28.  The second respondent states in paragraph 4 of the award that, approximately thirty minutes after 12:30 on the day of the arbitration, he called the applicant and spoke to Mr Gustav Du Preez, who indicated that he had not received the notice of set down but who confirmed the cell phone number and the email address of the applicant. The second respondent then states in paragraph 6 of the award that he informed Mr Du Preez that he intended on proceeding with the arbitration in the applicant’s absence, to which Mr Du Preez stated that he was going to consult his representative.

 

29.  Though the applicant denies that it was the second respondent who called on that day, it confirms that someone from the CCMA called on the day of the arbitration. Paragraph 16 of the founding affidavit states the following: 

 

16.  I received a phone call from the offices of the First Respondent on the day of the arbitration. The offices of the First Respondent advised that the CCMA informed me via sms and email of the proceedings. I deny that the Second Respondent spoke to me on the day of the arbitration as alleged in paragraph 4 of the award marked “DL1”.”

 

30.  The applicant does not deal with the substantive issue raised in these paragraphs 4 and 6 of the award - that the CCMA informed it that notice of the arbitration proceedings had been sent by at least SMS, and that the second respondent intended to proceed with the arbitration on the day. It simply denies that it was the second respondent who made the call. It is clear therefore that the second respondent satisfied himself that the applicant was timeously notified of the date of the arbitration. Despite this, he waited for a further hour for the applicant to arrive before eventually commencing with the proceedings at 14:00 that day. This is beyond reproach.

 

31.  The reasonableness of the explanation tendered by the applicant for why it failed to have proper regard to the SMS relates to whether good cause exists for why the applicant was absent from the arbitration. This goes to the explanation for its default. Because the applicant has not pursued the remedy available to it under section 144 of the LRA and tried to rescind the award, in which event the reasonableness of its explanation may have been relevant in the consideration of whether good cause had been shown, this is not a factor that I need consider now. Ultimately, on the material before him, the second respondent was correct that the applicant had indeed been notified of the arbitration timeously and it failed to attend. The applicant has accordingly not demonstrated that the second respondent committed a gross irregularity in the conduct of the proceedings which rendered the award unreasonable and thus susceptible to review.
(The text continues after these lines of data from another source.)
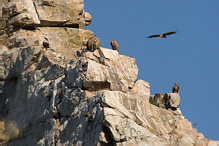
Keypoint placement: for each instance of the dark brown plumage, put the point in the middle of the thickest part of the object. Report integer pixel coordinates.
(175, 88)
(161, 35)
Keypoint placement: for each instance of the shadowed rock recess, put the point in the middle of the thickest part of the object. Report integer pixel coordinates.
(53, 91)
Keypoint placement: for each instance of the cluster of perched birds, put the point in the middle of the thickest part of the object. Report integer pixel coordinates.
(93, 43)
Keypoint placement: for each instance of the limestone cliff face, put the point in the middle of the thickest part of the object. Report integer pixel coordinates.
(54, 91)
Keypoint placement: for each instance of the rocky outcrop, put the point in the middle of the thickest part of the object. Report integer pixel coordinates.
(56, 92)
(25, 13)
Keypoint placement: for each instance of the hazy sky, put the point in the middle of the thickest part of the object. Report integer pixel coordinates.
(190, 57)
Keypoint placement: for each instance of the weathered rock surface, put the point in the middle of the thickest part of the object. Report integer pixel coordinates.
(46, 13)
(56, 92)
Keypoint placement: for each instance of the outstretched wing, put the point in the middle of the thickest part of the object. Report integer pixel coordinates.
(155, 35)
(169, 33)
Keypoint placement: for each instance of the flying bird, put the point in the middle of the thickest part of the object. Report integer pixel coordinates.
(162, 35)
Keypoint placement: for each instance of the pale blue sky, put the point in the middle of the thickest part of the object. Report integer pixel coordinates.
(190, 57)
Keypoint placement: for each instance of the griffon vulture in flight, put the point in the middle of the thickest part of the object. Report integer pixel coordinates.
(162, 35)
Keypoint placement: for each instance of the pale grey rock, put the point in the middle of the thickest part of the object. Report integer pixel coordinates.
(56, 92)
(172, 100)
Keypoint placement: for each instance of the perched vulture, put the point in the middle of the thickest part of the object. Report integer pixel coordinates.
(175, 88)
(161, 35)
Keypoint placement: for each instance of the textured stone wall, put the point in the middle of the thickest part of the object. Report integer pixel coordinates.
(54, 91)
The applicant’s failure in this regard is fatal to this application.

 

32.  As there is no challenge to the award on any other basis, the review application must therefore fail. 

 

33.  In the circumstances, the following order is made:

 

Order

 

1.  The applicant’s application to review and set aside the arbitration award issued under case number NC2995-21, is dismissed.

 

2.  There is no order as to costs.

 


K Naidoo AJ

Acting Judge of the Labour Court of South Africa

 

Appearances


For the applicant:

Advocate B Hansen

Instructed by:

Carlo Swanepoel Attorneys, Cape Town.



[1] At the hearing of this application on 27 June 2023, the fourth and fifth respondents appeared in person and requested an opportunity to make oral submissions, having travelled from Upington on the day. They were self-represented. Although I afforded them such an opportunity, I have nevertheless adjudicated the application on an unopposed basis.

[2] (2020) 41 ILJ 2051 (LAC).

[3] It is not clear from the judgment whether the LAC’s decision in Oosthuizen was considered.